Akshayakalpa is the first certified organic milk brand in India . Headquartered in Tiptur, Karnataka, the company manufactures and sells organic milk products. The organization was founded in 2010.

History 
Akshayakalpa originated from the Youva Chethna Program. This program, which ran from  in 2001 to 2009, encouraged people from urban areas to teach young people and women in rural regions about agriculture and farming for their vocation of choice.

Nine techies, including Akshayakalpa co-founder and managing director Shashi Kumar and his friends Venkatesh Seshasayee, Ranjith Mukundan, Ravishankar Shiroor, Ramakrishna Adukuri, Praveen Nale, Giridhar Bhat, Ramkumar Iyer and Mohammed Ashraf, then working with Wipro Technologies, were some of the earliest contributors to the Youva Chethana Program.

Akshayakalpa was registered as a company on October 2, 2010. The above-mentioned contributors seed funded into Akshayakalpa in November the same year. The initiative was also crowdfunded by several other employees of Wipro Technologies. 

Akshayakalpa had 130 farms in the Tiptur area by 2016.

By 2020, the organization had partnered with 580 farmers in the Tiptur district, whose average income was ₹ 89000 per month. 

Today, the company works with farmers in and around Tiptur, Karnataka and Chengalpattu, Tamil Nadu, and helping them to become entrepreneurs by transforming their farming operations from livelihood focused to wealth creation opportunities. The organization plans to build its network by working with more than 100 such farmers and satellite farms owned by farmers in Chengulpattu.

The company works with farmers in and around Tiptur, Arsikere, Channarayapatna, Chikkanayakana Halli, Kadur and Holenarasipura. The company is also planning to expand its operations in Chennai with an investment of over ₹ 15 crores in the next few years.

Philosophy 
Akshayakalpa was founded as a farmer entrepreneurship initiative. The organization aims to address the bilateral problem of economic non-viability in agriculture which entails farmers to either move away from farming or resort to means like chemical fertilizers and pesticides and poor-quality food for the consumer. The team identifies young farmers who have discontinued farming operations due to economic non-viability and provides them with bank links, farmers outreach, technical services and access to markets in order to encourage them to return to farming.

Farms 
Akshayakalpa does not own any dairy farms, but its staff organizes and guides the local farmers who own these farms. Akshayakalpa does own a 40,000 liter/day capacity Organic Milk Processing Plant where milk collected from collaborating farmers is packed and processed. The plant is set up on 24 acres of land, 13 km away from Tiptur. The milk processed in this plant is supplied to Bangalore and Tumkur daily and is 100% organic.

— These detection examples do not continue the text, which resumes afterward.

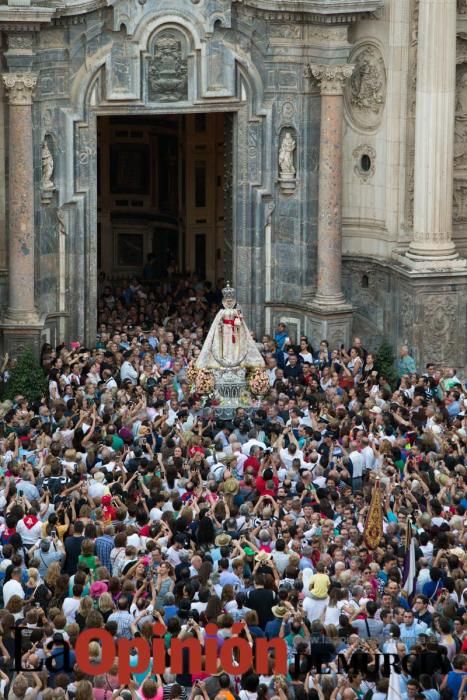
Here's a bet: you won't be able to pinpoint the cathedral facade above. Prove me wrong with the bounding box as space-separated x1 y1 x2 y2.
0 0 467 368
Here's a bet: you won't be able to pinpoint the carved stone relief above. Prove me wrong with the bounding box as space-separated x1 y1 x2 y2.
422 294 459 365
452 178 467 223
278 129 297 193
399 290 413 343
345 43 386 129
41 137 55 204
352 144 376 182
148 29 188 102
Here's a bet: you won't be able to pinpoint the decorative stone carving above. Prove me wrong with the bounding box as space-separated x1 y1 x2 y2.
454 65 467 170
269 22 301 39
452 178 467 223
399 290 414 343
8 33 33 51
279 129 297 192
345 43 386 129
308 64 355 95
148 30 188 102
55 208 66 236
41 139 55 204
2 73 37 105
422 294 459 365
352 144 376 182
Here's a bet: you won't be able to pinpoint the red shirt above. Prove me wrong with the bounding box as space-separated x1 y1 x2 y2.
255 476 279 496
243 457 261 476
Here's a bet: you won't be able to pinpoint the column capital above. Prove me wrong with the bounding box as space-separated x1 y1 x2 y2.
2 73 37 105
309 63 355 95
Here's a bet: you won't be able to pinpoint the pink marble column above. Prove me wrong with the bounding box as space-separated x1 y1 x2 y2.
310 64 354 308
2 73 38 325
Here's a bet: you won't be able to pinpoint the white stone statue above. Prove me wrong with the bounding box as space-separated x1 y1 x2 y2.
195 282 264 369
279 131 296 180
41 141 54 190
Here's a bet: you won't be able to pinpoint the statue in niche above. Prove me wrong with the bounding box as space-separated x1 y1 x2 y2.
41 139 55 191
279 131 296 180
148 32 188 102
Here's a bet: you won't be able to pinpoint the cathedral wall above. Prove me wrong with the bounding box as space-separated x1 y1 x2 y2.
0 80 7 308
343 6 392 258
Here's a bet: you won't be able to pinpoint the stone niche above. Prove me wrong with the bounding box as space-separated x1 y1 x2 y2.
147 28 188 103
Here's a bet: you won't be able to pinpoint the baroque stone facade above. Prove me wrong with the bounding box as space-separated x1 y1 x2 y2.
0 0 467 367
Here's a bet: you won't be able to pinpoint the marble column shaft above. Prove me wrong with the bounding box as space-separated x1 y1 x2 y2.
408 0 457 260
3 73 37 324
311 64 354 307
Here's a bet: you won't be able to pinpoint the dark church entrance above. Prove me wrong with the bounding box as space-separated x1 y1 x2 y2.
97 113 233 282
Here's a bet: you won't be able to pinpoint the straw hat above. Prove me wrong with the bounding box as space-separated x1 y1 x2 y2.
214 532 232 547
271 605 288 619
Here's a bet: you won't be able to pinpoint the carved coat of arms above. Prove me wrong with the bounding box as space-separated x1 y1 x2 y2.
148 32 188 102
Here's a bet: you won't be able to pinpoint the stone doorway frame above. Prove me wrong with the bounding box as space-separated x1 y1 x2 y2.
60 53 268 344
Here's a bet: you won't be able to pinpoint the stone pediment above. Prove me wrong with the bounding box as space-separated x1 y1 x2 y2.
232 0 384 20
0 0 384 21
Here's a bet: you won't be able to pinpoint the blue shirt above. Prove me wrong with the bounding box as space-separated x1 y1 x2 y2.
447 671 467 700
264 618 290 639
96 535 114 574
397 355 417 377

Akshayakalpa works with farmers to set up small organic dairy farms that are owned and looked after by the farmer. Each farm invests ₹ 25 lakhs, financed by Akshayakalpa partner banks, which is utilized to build the farms. The farms are made up of twenty-five cows, automatic milking systems, a biogas plant, a bio-digester, fodder choppers and a chilling unit. The organization assures the buyback of milk, and farmers are paid around ₹ 28-32 a litre depending on the fat content of milk.

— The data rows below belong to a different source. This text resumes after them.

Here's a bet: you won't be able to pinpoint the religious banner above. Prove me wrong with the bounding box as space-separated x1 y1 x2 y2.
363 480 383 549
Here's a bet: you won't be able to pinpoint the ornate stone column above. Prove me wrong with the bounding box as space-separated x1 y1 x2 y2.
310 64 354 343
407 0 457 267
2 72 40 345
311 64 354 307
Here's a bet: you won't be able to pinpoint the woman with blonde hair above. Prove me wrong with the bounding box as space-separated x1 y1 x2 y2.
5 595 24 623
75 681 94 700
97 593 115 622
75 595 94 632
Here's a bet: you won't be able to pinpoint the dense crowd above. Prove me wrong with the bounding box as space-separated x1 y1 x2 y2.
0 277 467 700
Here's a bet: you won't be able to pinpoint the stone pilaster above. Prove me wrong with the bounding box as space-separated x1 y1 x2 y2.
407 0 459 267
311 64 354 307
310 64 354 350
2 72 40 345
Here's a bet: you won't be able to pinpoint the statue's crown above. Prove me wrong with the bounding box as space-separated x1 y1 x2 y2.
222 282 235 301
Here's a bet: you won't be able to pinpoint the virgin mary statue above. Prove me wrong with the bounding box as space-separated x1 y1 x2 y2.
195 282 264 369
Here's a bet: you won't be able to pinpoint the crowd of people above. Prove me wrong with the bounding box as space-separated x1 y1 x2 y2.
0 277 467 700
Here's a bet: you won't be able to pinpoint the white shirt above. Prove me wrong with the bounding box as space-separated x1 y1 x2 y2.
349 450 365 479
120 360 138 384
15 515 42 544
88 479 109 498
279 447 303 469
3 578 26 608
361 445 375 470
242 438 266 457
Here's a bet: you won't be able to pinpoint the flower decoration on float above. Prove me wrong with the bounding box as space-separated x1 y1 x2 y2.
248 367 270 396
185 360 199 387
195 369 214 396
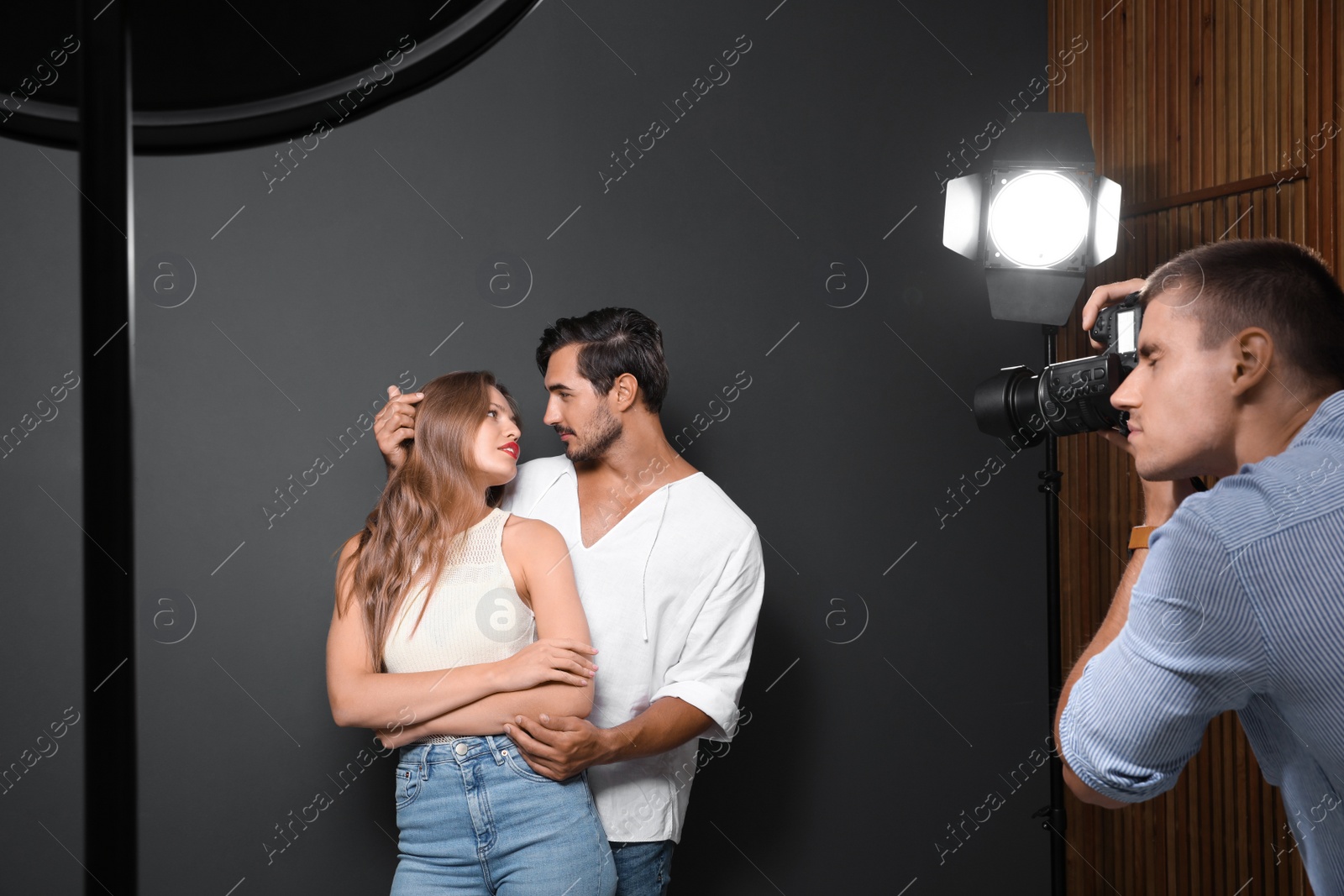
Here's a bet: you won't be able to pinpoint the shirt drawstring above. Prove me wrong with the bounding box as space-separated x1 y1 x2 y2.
640 485 672 641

Inducting farmers to the Akshayakalpa model takes between 18 and 24 months. The farmers are educated on maintaining soil without chemicals, closed-loop soil management, and raising cows without the use of antibiotics or growth hormones. Akshayakalpa provides guidance on the design in addition to directing farmers from where to source equipment and helps on services like vaccinations and maintenance without charge, but farmers have to pay for consumables. The organization's staff of 40 members train farmers regularly and initial engagement charges are quite high.

The cows are mainly fed on green fodder grown without chemical inputs. The animals receive regular check-ups from doctors trained in ethnoveterinary practices to ensure they are healthy and produce milk free from antibiotics and growth hormones. The animals of local breeds are cross-bred with high-yielding alien animals for better adaptability.

All the farms associated with Akshayakalpa have the same design. Housing for the animals is steel-roofed sheds with rubber mats on cemented floors. The cows and calves are stall-fed but not tethered. They are free to graze on a dedicated paddock area, and the dung is cleared. 

The dung and urine are flushed into a biogas plant. The gas (methane) is used to operate a generator that produces power for eight hours a day. This electricity is used to power the day-to-day activities on farms. Further, the slurry from the bio-gas plant is redirected to a bio-digester. The filtrate is pumped out through a sprinkler system to the farm. The cultivation is organic, avoiding chemical fertilizers.

The milking is done with machines and the milk is chilled on site to 4 degrees Celsius. The system sends the data to the central server where it is analyzed.